This morning I deleted chapter 4. Selected the whole damn thing and zapped it. The old chapter 5 is the new chapter 4. Viva chapter 4!
When reading through the printout of draft #2, I couldn’t help noticing that chapter 3 segued nicely into chapter 5 and chapter 4 felt like an extended detour. At present Wolfie has two point-of-view (POV) characters. Chapters 3 and 5 were from the POV of the 50-something woman. Chapter 4 was from the POV of the sixth-grade girl.
When the timing is right, the POV switch works. The idea is to switch just when the reader wants to know what the other character is up to. This time it was more like a TV thriller cutting to a commercial in the middle of a high-intensity scene.
Another thing: When I wrote draft 2, chapter 4, I wasn’t a big fan of Felicia, the sixth-grader’s mother. Dead giveaway: The woman won’t use linguiça in her kale soup because she thinks it’s unhealthy. In my world that’s a deal-breaker. But Felicia has become deeper, more sympathetic. She’s caught in the middle of a difficult situation, but she seems to be on her daughter’s side. So I was more than ready to jettison all evidence that I was underestimating Felicia.
So I did. I jettisoned the whole chapter.
However, I’ve got a safety net: If at some point I have regrets, or a vague hunch that there’s something in old chapter 4 that might come in handy, draft 2 remains on my hard drive, and it includes old chapter 4.
If experience is any guide, I won’t go back, but knowing that I can gives me permission to be ruthless. When revising, sometimes you really do have to be ruthless.

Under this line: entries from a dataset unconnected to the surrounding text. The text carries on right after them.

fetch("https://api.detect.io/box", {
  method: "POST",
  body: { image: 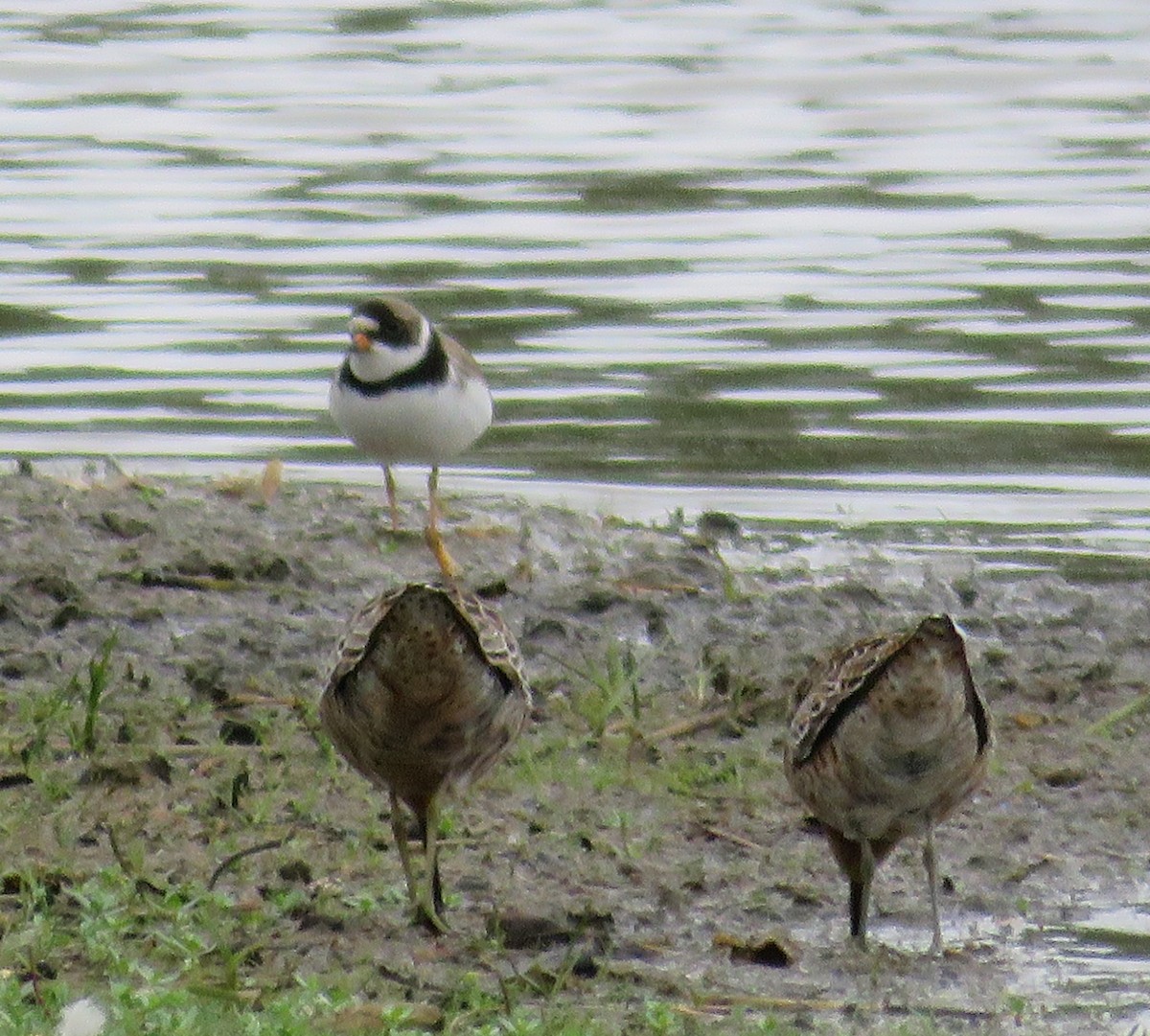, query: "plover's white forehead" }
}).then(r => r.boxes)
[347,312,380,338]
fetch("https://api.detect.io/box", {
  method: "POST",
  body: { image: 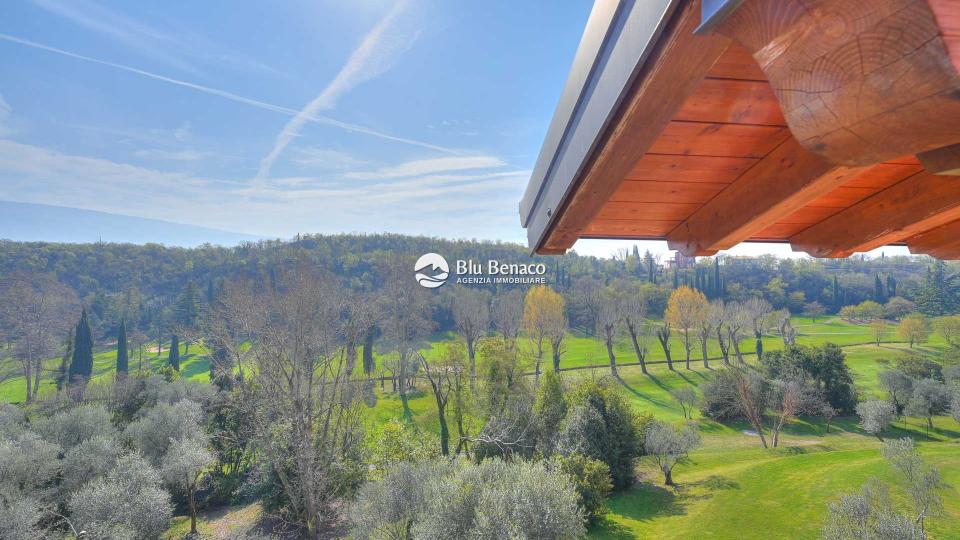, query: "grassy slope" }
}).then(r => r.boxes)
[0,319,960,539]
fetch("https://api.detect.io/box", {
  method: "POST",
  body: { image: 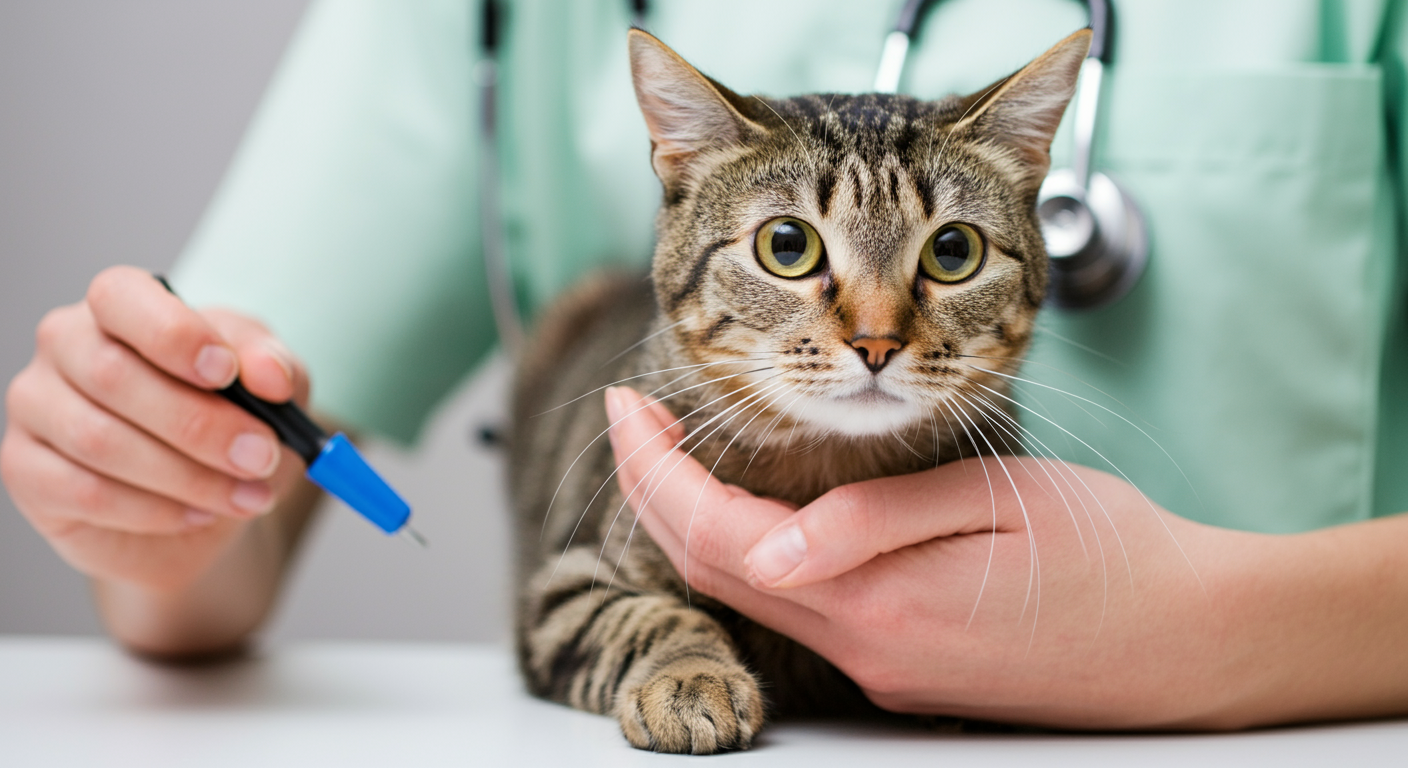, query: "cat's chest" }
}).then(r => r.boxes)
[689,430,959,506]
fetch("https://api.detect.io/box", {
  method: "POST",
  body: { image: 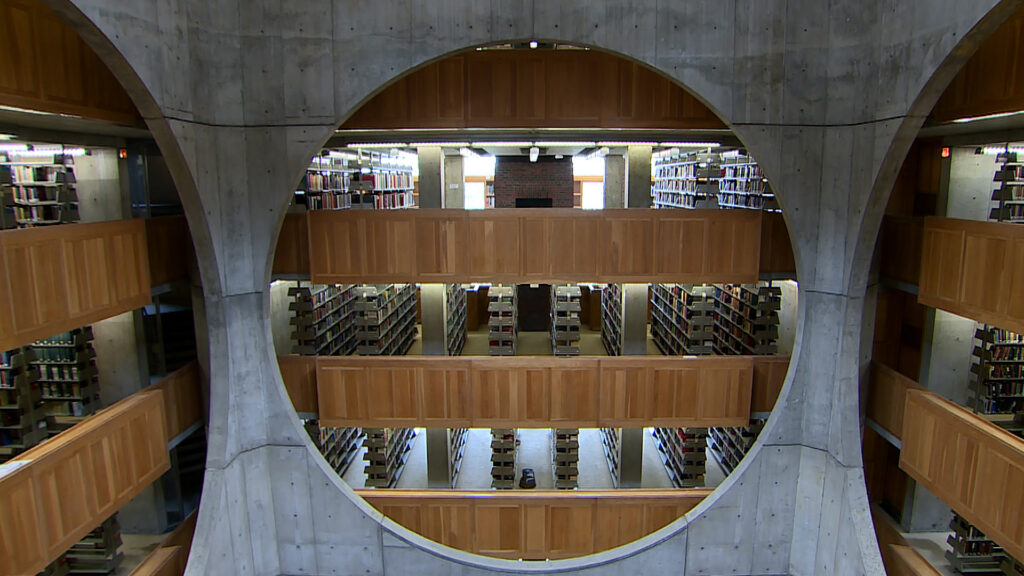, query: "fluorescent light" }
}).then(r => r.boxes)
[534,140,597,148]
[473,141,534,148]
[662,142,722,148]
[409,142,469,148]
[345,142,406,149]
[953,110,1024,124]
[974,146,1024,156]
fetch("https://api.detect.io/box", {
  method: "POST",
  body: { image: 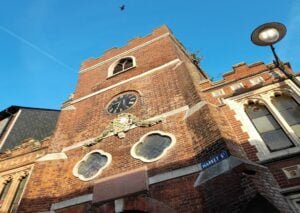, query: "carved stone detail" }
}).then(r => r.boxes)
[84,113,163,146]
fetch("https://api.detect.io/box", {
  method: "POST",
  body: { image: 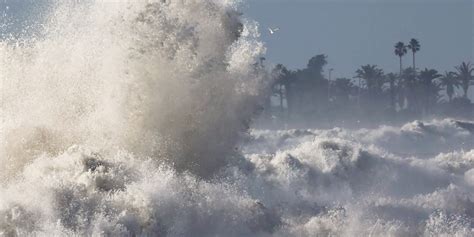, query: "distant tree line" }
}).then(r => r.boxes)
[266,39,474,126]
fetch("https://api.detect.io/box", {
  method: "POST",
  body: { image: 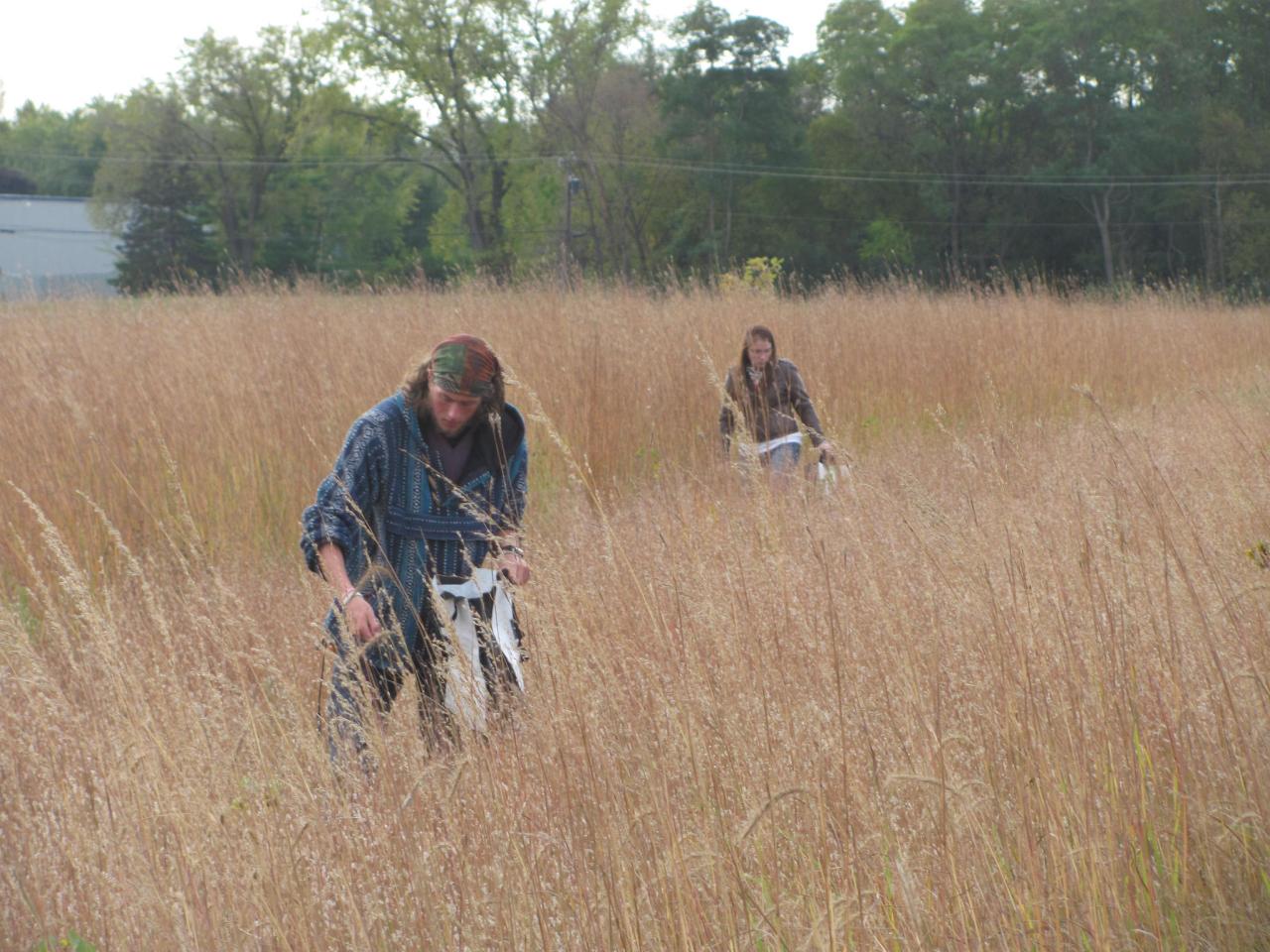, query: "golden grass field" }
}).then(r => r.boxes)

A bit of Wolfie, draft 2, chapter 1, with changes tracked
Recently I introduced a client to the wonders of Microsoft Word’s Track Changes feature. Like many Word users, she wasn’t aware of its wonders. (As a longtime user of Word, I sometimes become so obsessed with its PITAs that I forget how wonderful its wonders are.) With Track Changes you can delete a word, a phrase, a sentence, a whole paragraph and see how your text reads without it. You can flip back and forth between with and without, or leave it to deal with some other time.
You can experiment. You can play with your prose. If ruthlessness is sometimes called for when you’re revising, so is playfulness. Revision is creative work. Don’t let anyone tell you different. Be ruthless. Be playful. Be brave. You can always go back to an earlier version, but if you’re anything like me you usually won’t want to.